Another challenge is the quality of the data itself. Data collection can be hindered by issues such as duplicate data, unstructured data, incomplete data, different data formats, and difficulty accessing data. This can lead to countries having varying levels of access to data, which can impact cross-collaboration between nations.
Finally, there is the issue of data privacy and confidentiality. Protecting personal data is a key objective for the EU, where personal data are protected through the General Data Protection Regulation. Elsewhere, different countries have different levels of legislation in place to govern personal data protection. This can make it difficult to share and collect data, which further complicates the process of understanding migratory trends.
Going forward: how to address these challenges?
A standardized definition of migration and a common set of data collection methodologies would help ensure data is comparable across countries, allowing reusers to make accurate and meaningful comparisons. In terms of data quality, implementing a more efficient data collection and validation procedure would be very useful. This would result in eliminating duplication of data, standardizing data formats and ensuring that data is complete and accurate. In terms of data privacy and confidentiality, international agreements on data sharing and use could help.

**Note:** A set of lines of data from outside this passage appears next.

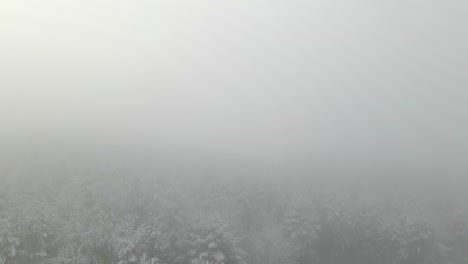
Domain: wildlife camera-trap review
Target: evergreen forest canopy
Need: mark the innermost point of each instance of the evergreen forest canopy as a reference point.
(114, 214)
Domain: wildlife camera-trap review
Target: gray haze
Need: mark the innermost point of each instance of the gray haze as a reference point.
(364, 87)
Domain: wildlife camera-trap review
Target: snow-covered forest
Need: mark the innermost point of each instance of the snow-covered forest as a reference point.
(118, 215)
(233, 131)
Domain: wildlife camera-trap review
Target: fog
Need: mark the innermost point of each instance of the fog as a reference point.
(351, 96)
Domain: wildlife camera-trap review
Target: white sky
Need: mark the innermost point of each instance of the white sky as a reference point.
(287, 79)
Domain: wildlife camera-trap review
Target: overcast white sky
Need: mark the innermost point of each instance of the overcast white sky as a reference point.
(277, 79)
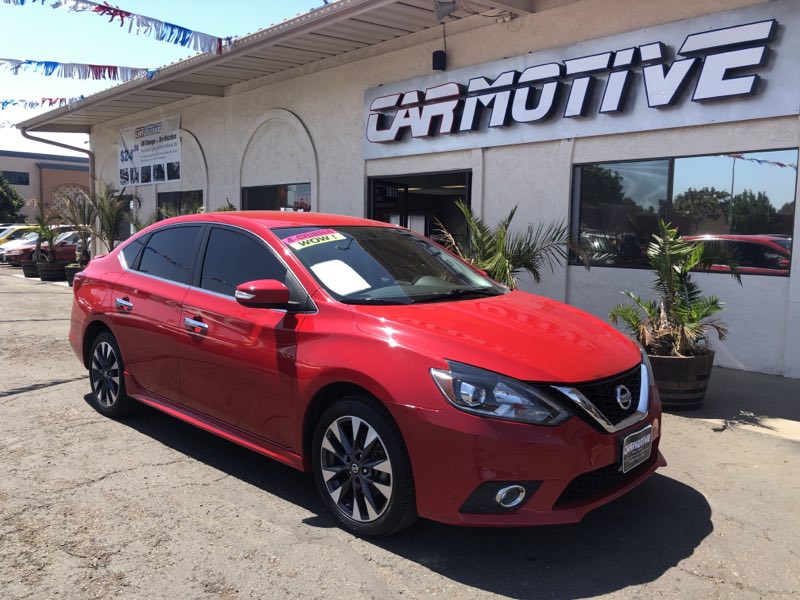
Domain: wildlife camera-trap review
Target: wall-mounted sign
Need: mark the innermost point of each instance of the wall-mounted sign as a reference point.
(693, 72)
(150, 153)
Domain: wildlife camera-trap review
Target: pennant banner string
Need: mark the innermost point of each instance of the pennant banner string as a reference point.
(159, 30)
(75, 70)
(40, 103)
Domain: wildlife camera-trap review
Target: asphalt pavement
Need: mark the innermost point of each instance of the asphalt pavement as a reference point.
(150, 507)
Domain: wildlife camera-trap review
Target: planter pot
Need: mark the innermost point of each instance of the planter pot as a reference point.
(70, 272)
(51, 271)
(682, 381)
(29, 268)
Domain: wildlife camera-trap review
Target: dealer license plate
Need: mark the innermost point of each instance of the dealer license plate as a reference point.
(636, 448)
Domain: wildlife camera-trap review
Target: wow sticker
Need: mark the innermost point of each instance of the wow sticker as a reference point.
(312, 238)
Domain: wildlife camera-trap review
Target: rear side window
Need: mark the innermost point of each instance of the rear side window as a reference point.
(170, 253)
(233, 258)
(132, 250)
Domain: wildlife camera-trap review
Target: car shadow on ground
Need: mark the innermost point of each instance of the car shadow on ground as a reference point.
(631, 541)
(745, 397)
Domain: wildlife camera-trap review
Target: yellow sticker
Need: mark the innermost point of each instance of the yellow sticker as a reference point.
(313, 238)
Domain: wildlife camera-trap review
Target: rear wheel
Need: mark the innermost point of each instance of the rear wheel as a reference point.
(362, 469)
(106, 377)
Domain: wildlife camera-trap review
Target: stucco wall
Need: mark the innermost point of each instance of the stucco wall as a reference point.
(43, 181)
(310, 128)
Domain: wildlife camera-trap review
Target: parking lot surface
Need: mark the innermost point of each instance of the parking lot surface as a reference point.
(152, 507)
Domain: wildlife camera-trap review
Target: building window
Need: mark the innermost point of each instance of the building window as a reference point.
(171, 204)
(424, 203)
(17, 177)
(743, 199)
(289, 197)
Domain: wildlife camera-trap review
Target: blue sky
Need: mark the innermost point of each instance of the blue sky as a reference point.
(39, 32)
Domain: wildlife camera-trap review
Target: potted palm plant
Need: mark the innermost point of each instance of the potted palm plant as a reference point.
(78, 210)
(674, 329)
(112, 208)
(47, 265)
(502, 254)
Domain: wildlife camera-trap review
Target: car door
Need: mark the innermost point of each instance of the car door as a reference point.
(237, 363)
(146, 303)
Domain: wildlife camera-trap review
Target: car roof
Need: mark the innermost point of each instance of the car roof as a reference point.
(734, 237)
(273, 219)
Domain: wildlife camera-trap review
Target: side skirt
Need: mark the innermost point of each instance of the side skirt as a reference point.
(225, 431)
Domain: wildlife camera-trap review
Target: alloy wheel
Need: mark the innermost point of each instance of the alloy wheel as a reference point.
(105, 375)
(356, 469)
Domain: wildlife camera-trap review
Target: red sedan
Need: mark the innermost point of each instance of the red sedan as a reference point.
(406, 381)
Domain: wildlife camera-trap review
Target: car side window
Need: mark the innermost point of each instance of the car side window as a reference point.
(170, 253)
(132, 250)
(233, 258)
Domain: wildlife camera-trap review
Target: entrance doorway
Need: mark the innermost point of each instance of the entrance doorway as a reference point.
(420, 202)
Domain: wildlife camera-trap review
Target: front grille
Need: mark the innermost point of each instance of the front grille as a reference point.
(603, 394)
(600, 482)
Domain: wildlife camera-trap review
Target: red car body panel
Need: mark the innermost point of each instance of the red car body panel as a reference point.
(254, 378)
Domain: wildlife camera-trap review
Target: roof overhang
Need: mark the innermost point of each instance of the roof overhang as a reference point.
(332, 30)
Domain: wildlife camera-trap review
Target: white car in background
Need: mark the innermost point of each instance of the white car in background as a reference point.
(24, 240)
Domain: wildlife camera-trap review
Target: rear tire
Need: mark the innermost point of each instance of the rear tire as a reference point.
(107, 378)
(362, 469)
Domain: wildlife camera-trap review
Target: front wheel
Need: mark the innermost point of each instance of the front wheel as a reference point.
(362, 469)
(107, 379)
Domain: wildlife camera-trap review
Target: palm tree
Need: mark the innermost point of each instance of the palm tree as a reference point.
(112, 207)
(679, 322)
(78, 210)
(503, 255)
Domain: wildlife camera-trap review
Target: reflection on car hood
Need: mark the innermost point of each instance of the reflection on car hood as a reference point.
(518, 334)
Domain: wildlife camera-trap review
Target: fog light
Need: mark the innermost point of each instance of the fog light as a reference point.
(511, 496)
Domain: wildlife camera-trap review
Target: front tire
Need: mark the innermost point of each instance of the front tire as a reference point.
(107, 378)
(362, 470)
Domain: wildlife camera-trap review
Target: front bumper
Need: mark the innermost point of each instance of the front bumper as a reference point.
(574, 465)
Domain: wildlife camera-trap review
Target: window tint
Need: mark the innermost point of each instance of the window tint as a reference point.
(233, 258)
(170, 253)
(131, 251)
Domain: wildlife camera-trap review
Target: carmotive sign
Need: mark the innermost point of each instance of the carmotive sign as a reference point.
(693, 72)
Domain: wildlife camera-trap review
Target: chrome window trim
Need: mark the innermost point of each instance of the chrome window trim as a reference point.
(641, 409)
(124, 264)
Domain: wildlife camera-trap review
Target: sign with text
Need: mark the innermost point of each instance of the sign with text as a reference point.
(150, 153)
(705, 70)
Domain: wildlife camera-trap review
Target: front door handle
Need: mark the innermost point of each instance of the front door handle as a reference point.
(194, 325)
(123, 304)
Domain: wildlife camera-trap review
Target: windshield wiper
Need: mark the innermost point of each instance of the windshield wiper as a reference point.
(374, 300)
(457, 293)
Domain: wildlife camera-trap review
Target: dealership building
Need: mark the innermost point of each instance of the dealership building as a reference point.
(603, 114)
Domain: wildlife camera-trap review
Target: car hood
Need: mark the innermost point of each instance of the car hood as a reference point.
(521, 335)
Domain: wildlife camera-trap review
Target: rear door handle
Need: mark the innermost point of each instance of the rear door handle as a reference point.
(123, 304)
(194, 325)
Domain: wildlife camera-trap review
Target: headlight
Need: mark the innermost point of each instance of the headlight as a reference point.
(489, 394)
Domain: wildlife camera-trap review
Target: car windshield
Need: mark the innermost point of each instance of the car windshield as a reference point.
(68, 236)
(384, 265)
(785, 243)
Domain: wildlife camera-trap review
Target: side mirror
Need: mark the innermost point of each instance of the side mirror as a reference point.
(263, 293)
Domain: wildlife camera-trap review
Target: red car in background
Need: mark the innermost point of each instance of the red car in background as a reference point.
(754, 254)
(66, 244)
(404, 379)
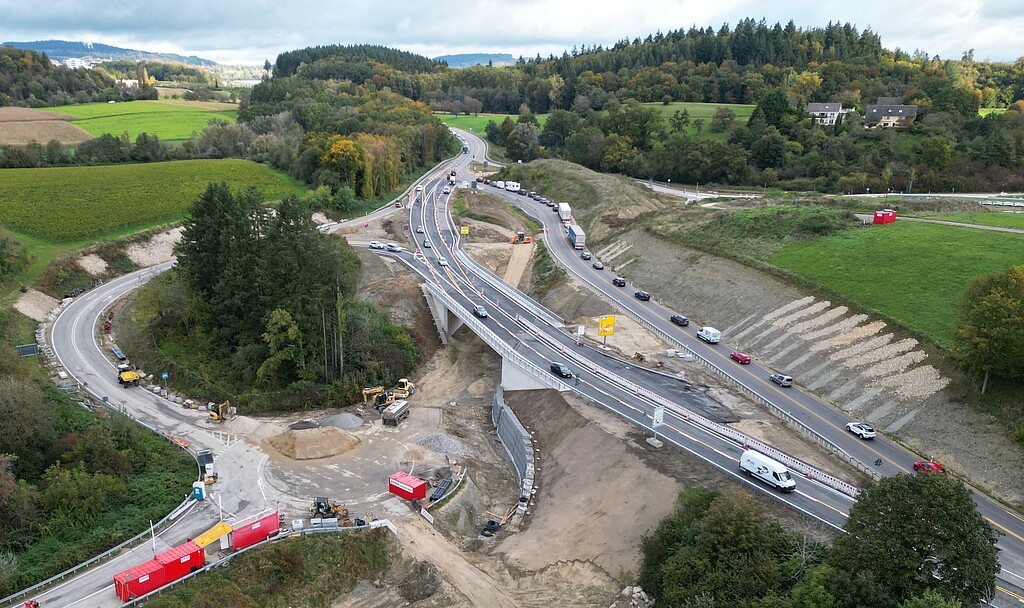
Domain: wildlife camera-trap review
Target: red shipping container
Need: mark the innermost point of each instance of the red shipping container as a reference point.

In conclusion, the challenges of collecting, presenting, and using data on migration are significant, but there are solutions that can be implemented to overcome them. The key is to establish a standardized definition of migration and a common set of data collection methodologies. This will ensure that data from different countries is comparable and can be used to make accurate and meaningful comparisons. Portals like data.europa.eu can contribute to combining data assets across borders, as a basis for data-driven decisions.